Many people have reasons for believing that it’s quite likely that human personalities die along with the human bodies that enabled them to exist for a short time. Other people have reasons for believing that the immortality of the personality is a real possibility. On a literal level, these positions are incompatible. However, they bear similarities in that they can each be understood as expressions of interest about the nature of humanity and the limits of human knowledge.
The anti-immortality position
Never-endings is not necessarily a desirable quality. The philosopher Simon Blackburn wrote in “Being Good” that temporary happiness are nonetheless real happiness; it is only when we contemplate their temporary nature in an abstract way that we grow dissatisfied. Plenty of concrete things are both temporary and worthwhile, such as a good meal, and in fact, are more pleasing for their evanescence. “It is not as if things would be better if we always wanted a dinner,” he began, “or if having got dinner once we never wanted one again, or if the one dinner went on for a whole lifetime. None of those things seem remotely desirable, so why make a fuss about it not being like that?”

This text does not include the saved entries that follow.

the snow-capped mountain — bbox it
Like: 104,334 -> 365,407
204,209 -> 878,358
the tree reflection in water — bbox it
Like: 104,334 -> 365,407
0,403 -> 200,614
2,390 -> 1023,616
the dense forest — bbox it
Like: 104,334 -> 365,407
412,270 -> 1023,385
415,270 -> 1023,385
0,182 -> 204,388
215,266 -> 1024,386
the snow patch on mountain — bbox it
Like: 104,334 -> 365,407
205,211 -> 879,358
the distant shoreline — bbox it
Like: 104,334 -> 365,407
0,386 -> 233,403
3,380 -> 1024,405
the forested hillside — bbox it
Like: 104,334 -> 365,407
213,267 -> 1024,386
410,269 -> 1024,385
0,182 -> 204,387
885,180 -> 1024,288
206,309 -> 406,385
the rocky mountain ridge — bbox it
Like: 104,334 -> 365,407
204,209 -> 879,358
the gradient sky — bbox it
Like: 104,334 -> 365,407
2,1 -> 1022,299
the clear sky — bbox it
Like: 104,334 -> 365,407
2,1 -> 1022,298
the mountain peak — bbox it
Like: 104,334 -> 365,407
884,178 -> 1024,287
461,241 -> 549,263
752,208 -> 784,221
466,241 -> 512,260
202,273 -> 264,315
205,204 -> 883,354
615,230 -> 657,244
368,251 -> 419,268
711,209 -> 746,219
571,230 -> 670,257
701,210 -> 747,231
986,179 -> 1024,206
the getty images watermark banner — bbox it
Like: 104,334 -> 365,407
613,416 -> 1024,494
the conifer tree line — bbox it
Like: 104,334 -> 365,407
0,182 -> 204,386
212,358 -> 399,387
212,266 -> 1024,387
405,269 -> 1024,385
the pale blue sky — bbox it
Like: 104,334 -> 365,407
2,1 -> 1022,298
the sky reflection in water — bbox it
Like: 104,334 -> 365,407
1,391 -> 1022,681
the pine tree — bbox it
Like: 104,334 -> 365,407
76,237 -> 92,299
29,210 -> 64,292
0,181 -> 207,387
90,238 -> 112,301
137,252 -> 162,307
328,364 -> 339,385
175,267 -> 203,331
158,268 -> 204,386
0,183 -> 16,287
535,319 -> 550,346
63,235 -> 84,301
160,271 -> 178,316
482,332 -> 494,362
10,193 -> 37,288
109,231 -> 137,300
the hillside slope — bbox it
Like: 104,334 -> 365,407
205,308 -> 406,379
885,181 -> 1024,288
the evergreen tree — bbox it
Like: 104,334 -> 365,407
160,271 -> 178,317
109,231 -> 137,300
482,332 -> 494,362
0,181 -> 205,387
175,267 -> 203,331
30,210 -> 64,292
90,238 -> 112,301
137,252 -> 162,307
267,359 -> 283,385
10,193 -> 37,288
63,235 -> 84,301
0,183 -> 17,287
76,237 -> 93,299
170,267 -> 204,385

Some people do not make a fuss. Even assuming “that mortality is unbearable or makes human existence intrinsically pointless” does not generate a “universal motivation” to explain mortality through religion, according to Pascal Boyer in “Religion Explained”. The urge to propose immortality is, rather, “culture-specific speculation,” Boyer wrote. After all, one might coherently say: Life is unbearable and pointless, and that’s too bad for us. There doesn’t seem to be any law that life must be happy and purposeful.
The pro-immortality position
Rephrased, the skeptic’s question is “Just because I exist, why should I exist forever?” as Jeremy Driscoll echoed it in “A Monk’s Alphabet.” However, Driscoll begs to differ, claiming that there is “an experience of I that delivers knowledge of self as immortal in an incontrovertible way.” He means that, if one perceives this kind of self-awareness of personal immortality, which he has felt and which he deems real, then there is no argument that can shake it.
To someone who is convinced of immortality, there is scant evidence to contraindicate it. What could one take as evidence? The silence and the darkness? No, human ignorance does not imply that anything is or is not happening behind the curtain of the world. “The fact that we cannot see our friends or communicate with them after the transformation, which we call death, is no proof that they cease to exist,” said Walter Dudley Cavert, quoted in Peale’s “Treasury of Courage and Confidence”.
Reconciling the two: Spiritual skepticism
Some deeply religious people are skeptical of immortality. The Bible has Ecclesiastes say: “All [men and beasts] go to one place, all come from the dust and all return to the dust. Who knows whether the spirit of men rises upward and the spirit of the beast goes down to the earth?”
People have a hard time even beginning to think about the boundaries of what they do not know yet. “Is the hole the space you’ve dug or is it made of the clay and snow you’ve dug out?” asked a character in Gerard Donovan’s novel “Schopenhauer’s Telescope“. The meaning of this question is obscure, but one possible interpretation is that we use that which we already understand to guide our inquiry into what we do not yet understand, like dirt that supports the sides of a hole as we drill down. The hole may be defined by what we already know, the emptiness by what is not empty.
It works the other way, too: what we believe we know may only be a delusion grown to mask our ignorance. Thus Donovan’s character spoke of “heaven, which is nothing but a hole in our thinking.” The idea of a place for immortal souls purports to be an explanation or the human condition or a description of reality, but it’s a confession of our own ignorance, as it is grown to fill the exact shape of the hole of what we do not know.
And of course, no one wants delusion: “It is not by delusion, however exalted, that mankind can prosper, but only by unswerving courage in the pursuit of truth,” said Bertrand Russell, a famous atheist mathematician. It is one thing to admit that everything we believe we see is made just a little hazy by intractable uncertainty, and another thing to wallow in the pit of delusion because it feels easier.
What will you become?
The question of the survival of the human personality will not be settled anytime soon. That’s all right; uncertainty is not all bad. Uncertainty is a slightly unsettling feeling that prompts people to map the edges of what they know and don’t know. What one doesn’t know yet is often the more interesting realm because it represents room for growth. Imagining what is beyond the edges of the imaginable causes one to reassess the meaning of one’s relationships with others (living and dead) and to think about what one might come to be someday.